I wanted to speak. I did. I wanted to say something, then and there…
…Only I didn’t know what to say. And I didn’t know how to say it.
“My name’s Katie,” I said, instead, grabbing hold of his arm. “Not babe. Okay?”
His confused gaze turned quizzical. “What’s the matter, ba — I mean, Katie?” he wanted to know. “Are you mad at me? What did I do?”
And I realized he was wearing that bewildered puppy look again.
And I couldn’t stand it. I really couldn’t stand it a second longer. Old Man Trouble wasn’t just hanging around my door.
He had set up permanent residence in my life.
I was in hell.
So of course I said, “Nothing. Never mind,” to Seth.
Because that is what I do.
I lie.
And we went out onto the stage.
Nineteen
“Miss Castle.” Ms. Hayes had made an elaborate display of shuffling the judges’ questions — written down on index cards — so it couldn’t be said that any one girl had been helped out by any particular judge by getting thrown an easy one. “Please tell this audience — and our esteemed judges — some characteristics of a Quahog.”
“Certainly,” Morgan said, looking ravishing beside her equally stunning escort. I hadn’t been wrong about Eric and Morgan: Together, they were prettier than a wedding cake topper.
And from the audience I’m sure you could barely tell how much Eric was sweating beneath his tux.
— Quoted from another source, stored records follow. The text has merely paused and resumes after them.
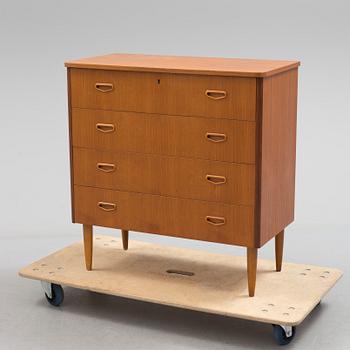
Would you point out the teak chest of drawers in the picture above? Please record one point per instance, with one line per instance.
(199, 148)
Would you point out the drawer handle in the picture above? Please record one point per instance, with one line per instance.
(215, 220)
(216, 94)
(216, 179)
(105, 167)
(107, 206)
(215, 137)
(104, 87)
(105, 127)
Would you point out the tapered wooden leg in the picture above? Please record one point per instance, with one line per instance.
(87, 229)
(279, 250)
(125, 237)
(252, 261)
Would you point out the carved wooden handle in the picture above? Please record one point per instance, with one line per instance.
(215, 220)
(105, 127)
(216, 179)
(216, 94)
(215, 137)
(105, 167)
(107, 206)
(104, 87)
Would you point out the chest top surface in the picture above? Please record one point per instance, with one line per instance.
(186, 65)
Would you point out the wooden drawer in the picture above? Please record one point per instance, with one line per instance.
(161, 134)
(174, 94)
(163, 175)
(164, 215)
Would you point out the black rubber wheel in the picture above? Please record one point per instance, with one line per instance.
(280, 335)
(57, 295)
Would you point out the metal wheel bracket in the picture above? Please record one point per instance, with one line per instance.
(47, 288)
(288, 330)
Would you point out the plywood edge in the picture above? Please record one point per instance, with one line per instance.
(122, 273)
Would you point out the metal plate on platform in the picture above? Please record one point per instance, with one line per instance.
(191, 279)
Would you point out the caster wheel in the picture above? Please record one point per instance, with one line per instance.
(280, 335)
(57, 295)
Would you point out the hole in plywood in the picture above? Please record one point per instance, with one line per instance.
(180, 272)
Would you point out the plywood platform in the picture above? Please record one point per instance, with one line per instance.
(213, 283)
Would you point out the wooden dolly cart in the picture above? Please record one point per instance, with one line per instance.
(190, 279)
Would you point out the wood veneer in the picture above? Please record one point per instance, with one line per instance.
(174, 94)
(165, 123)
(166, 135)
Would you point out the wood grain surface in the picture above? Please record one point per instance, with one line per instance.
(278, 150)
(218, 283)
(166, 135)
(186, 65)
(165, 215)
(173, 94)
(230, 183)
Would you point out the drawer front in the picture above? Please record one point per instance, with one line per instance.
(177, 217)
(207, 138)
(175, 94)
(163, 175)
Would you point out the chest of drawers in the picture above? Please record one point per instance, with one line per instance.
(198, 148)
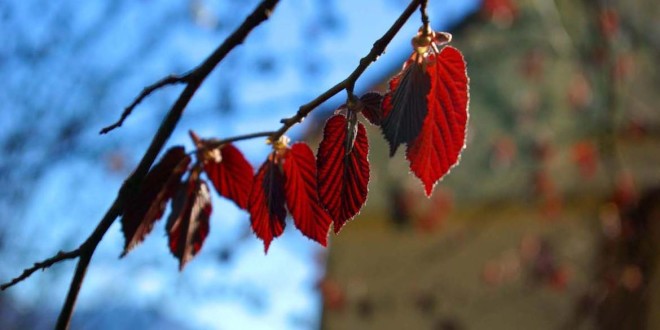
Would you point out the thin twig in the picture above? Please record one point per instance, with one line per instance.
(60, 256)
(425, 16)
(213, 143)
(349, 83)
(169, 80)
Enough so that his pancake makeup was glistening (Eric was the only guy who’d agreed to stage makeup when Ms. Hayes offered, but that’s because he’s used to it, on account of all his work in the theater).
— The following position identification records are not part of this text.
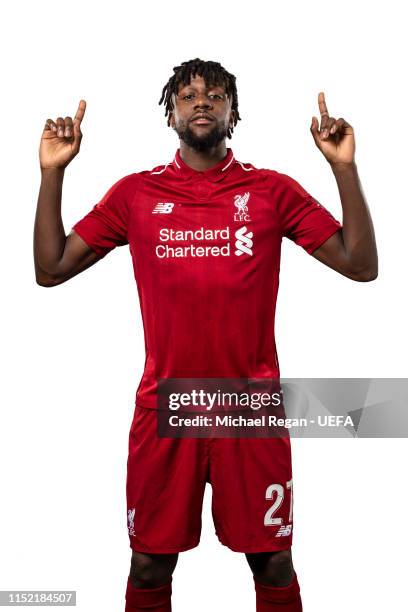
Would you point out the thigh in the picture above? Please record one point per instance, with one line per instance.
(165, 487)
(252, 493)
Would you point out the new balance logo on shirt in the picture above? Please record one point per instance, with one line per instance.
(163, 207)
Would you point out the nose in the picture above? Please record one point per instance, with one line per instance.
(202, 101)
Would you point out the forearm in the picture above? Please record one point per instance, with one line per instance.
(49, 233)
(358, 230)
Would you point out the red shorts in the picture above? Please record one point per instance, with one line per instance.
(251, 480)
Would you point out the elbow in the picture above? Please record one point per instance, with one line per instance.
(46, 280)
(364, 276)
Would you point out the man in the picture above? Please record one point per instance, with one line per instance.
(205, 232)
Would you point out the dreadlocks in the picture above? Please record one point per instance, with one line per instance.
(213, 74)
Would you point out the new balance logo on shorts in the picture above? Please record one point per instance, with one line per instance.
(285, 530)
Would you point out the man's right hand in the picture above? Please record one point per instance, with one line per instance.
(61, 139)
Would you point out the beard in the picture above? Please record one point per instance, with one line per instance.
(201, 143)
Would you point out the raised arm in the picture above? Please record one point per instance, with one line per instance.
(351, 251)
(58, 257)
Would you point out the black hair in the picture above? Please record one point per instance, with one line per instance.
(213, 74)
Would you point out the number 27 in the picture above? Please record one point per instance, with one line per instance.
(278, 488)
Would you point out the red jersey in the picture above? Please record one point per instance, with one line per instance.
(206, 256)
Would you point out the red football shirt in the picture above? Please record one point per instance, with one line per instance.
(206, 255)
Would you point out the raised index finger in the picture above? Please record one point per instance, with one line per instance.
(79, 115)
(322, 104)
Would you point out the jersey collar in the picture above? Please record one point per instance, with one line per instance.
(216, 173)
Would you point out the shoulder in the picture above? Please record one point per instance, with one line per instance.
(282, 181)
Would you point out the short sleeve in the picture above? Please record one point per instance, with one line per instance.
(105, 226)
(303, 219)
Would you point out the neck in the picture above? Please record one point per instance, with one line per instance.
(202, 160)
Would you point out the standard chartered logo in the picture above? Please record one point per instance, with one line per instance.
(243, 243)
(199, 242)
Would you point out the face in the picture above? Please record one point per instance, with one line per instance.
(212, 103)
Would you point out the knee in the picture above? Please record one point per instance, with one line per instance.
(272, 568)
(151, 571)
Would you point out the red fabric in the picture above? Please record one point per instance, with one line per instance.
(154, 600)
(278, 599)
(166, 479)
(207, 296)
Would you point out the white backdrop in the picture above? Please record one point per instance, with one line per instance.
(73, 355)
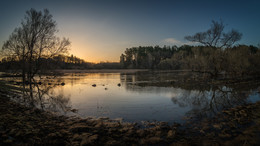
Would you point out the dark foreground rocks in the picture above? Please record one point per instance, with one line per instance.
(21, 125)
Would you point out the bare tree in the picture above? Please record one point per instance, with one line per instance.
(33, 42)
(216, 37)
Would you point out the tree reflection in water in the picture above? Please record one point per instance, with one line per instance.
(205, 99)
(44, 96)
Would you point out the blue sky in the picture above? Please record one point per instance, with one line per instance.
(100, 30)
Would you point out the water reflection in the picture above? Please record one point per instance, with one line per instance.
(162, 96)
(43, 95)
(204, 100)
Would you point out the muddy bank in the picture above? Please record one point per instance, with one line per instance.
(21, 125)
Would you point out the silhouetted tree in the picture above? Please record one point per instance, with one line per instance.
(216, 37)
(34, 40)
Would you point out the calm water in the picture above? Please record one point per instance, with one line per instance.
(144, 96)
(148, 96)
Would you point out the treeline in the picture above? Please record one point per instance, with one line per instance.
(58, 62)
(237, 61)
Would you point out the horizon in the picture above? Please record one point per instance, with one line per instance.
(100, 31)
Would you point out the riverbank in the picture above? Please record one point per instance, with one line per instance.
(21, 125)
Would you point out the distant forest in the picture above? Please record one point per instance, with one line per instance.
(33, 47)
(236, 61)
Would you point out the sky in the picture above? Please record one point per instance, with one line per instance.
(101, 30)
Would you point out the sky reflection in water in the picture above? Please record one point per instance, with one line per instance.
(137, 100)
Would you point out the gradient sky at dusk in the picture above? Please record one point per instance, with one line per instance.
(100, 30)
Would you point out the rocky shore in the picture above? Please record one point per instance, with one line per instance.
(21, 125)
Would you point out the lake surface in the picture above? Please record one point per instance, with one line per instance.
(147, 96)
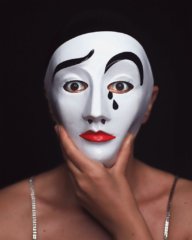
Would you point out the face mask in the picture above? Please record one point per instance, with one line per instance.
(98, 85)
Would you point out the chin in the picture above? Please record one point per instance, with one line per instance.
(107, 160)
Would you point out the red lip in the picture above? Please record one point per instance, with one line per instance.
(97, 136)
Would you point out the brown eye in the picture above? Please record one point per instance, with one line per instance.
(120, 87)
(75, 86)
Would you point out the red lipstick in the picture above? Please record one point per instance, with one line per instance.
(99, 136)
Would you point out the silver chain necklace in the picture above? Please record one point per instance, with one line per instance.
(34, 209)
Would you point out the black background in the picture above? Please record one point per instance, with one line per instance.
(29, 142)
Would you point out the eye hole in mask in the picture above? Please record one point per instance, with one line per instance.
(120, 87)
(75, 86)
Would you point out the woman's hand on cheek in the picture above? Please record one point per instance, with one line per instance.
(104, 192)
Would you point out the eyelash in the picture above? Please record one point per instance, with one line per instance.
(112, 88)
(76, 86)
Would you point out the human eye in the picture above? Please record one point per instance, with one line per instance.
(75, 86)
(120, 87)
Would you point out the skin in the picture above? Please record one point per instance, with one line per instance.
(78, 200)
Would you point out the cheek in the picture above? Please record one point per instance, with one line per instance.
(130, 110)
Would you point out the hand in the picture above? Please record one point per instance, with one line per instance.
(105, 192)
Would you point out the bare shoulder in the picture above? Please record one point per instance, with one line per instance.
(15, 211)
(181, 211)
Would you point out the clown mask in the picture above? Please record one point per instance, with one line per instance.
(98, 86)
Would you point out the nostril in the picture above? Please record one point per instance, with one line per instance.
(103, 121)
(90, 121)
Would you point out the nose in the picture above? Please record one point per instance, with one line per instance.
(96, 109)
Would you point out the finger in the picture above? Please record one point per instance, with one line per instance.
(73, 153)
(125, 153)
(73, 168)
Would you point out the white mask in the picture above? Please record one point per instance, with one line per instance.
(99, 85)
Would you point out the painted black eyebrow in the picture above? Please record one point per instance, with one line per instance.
(129, 56)
(72, 62)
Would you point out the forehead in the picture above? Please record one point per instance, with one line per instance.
(105, 45)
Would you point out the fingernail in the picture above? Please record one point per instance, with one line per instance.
(56, 129)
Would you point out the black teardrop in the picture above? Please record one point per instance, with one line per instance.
(110, 95)
(115, 105)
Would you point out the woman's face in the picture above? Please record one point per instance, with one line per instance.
(99, 85)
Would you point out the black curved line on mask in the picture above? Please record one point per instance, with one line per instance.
(71, 62)
(128, 56)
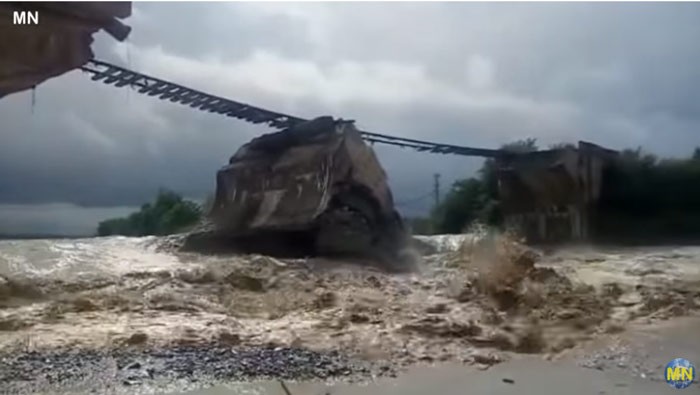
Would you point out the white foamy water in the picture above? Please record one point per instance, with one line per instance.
(79, 257)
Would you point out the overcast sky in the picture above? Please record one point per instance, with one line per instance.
(620, 75)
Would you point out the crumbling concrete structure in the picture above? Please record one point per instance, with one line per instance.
(551, 195)
(57, 38)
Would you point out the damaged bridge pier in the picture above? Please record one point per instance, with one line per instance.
(552, 195)
(546, 196)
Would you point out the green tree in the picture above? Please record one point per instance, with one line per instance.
(476, 199)
(168, 213)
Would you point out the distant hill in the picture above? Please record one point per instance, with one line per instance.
(35, 236)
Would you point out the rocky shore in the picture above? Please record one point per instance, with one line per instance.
(134, 370)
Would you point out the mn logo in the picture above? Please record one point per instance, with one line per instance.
(679, 373)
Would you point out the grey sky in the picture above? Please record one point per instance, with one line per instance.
(624, 74)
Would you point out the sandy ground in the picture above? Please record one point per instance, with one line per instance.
(621, 360)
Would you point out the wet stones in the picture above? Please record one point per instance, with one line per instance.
(442, 327)
(245, 282)
(137, 339)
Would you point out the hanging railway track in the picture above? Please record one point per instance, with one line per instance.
(165, 90)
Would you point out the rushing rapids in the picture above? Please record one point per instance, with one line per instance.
(476, 300)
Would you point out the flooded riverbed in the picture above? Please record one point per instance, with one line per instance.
(472, 301)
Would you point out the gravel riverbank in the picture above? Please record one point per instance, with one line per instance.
(136, 370)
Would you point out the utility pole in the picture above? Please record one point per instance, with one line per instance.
(436, 187)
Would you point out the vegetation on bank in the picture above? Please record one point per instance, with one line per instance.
(169, 213)
(643, 196)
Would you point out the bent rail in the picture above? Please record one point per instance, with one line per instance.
(165, 90)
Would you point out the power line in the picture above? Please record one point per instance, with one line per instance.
(165, 90)
(414, 200)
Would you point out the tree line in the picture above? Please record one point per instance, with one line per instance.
(643, 197)
(168, 213)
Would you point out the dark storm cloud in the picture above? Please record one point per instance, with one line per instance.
(473, 74)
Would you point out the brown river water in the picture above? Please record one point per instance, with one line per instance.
(472, 299)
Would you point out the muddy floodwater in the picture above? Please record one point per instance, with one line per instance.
(137, 311)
“A quahog,” Morgan began, in a small voice, “is a mollusk—”
“A little louder, dear,” Ms. Hayes said, in a treacly tone completely unlike the one she’d used to yell at us during rehearsal. “The judges can’t hear you. And neither can the audience.”
“Oh,” Morgan said, lifting her mike a little higher. “Sorry.” We were using the clip-on microphones, because the hand-helds had never started working. But because there weren’t enough to go around — and nowhere to clip them, on our evening gowns — we just had to hold the tiny microphones in our hands, and speak into them. “A quahog is a mollusk, and as such, displays characteristics we’ve come to expect from mollusks, such as spitting and burying themselves in the sand.”
There was an uncomfortable silence as Ms. Hayes cleared her throat and glanced nervously at the judges.
“Oh, wait,” Morgan said, catching on. “You mean a Quahog like the football players? Or a quahog like the kind people eat?”
“Er,” Ms. Hayes said. “The former, dear.”
“Oh.” Morgan backpedaled, trying to figure out the right thing to say.
I felt bad for her. I really did. Especially since it wasn’t easy for a non-shy person to get up on that stage in front of all those people, with those bright lights shining down on us, and all this pressure. Not like the Oaken Bucket was counting on Morgan to win to draw in more business, or whatever.
But I’m sure Morgan needed the prize money, for new toe shoes, or whatever it is ballerinas buy with prize money.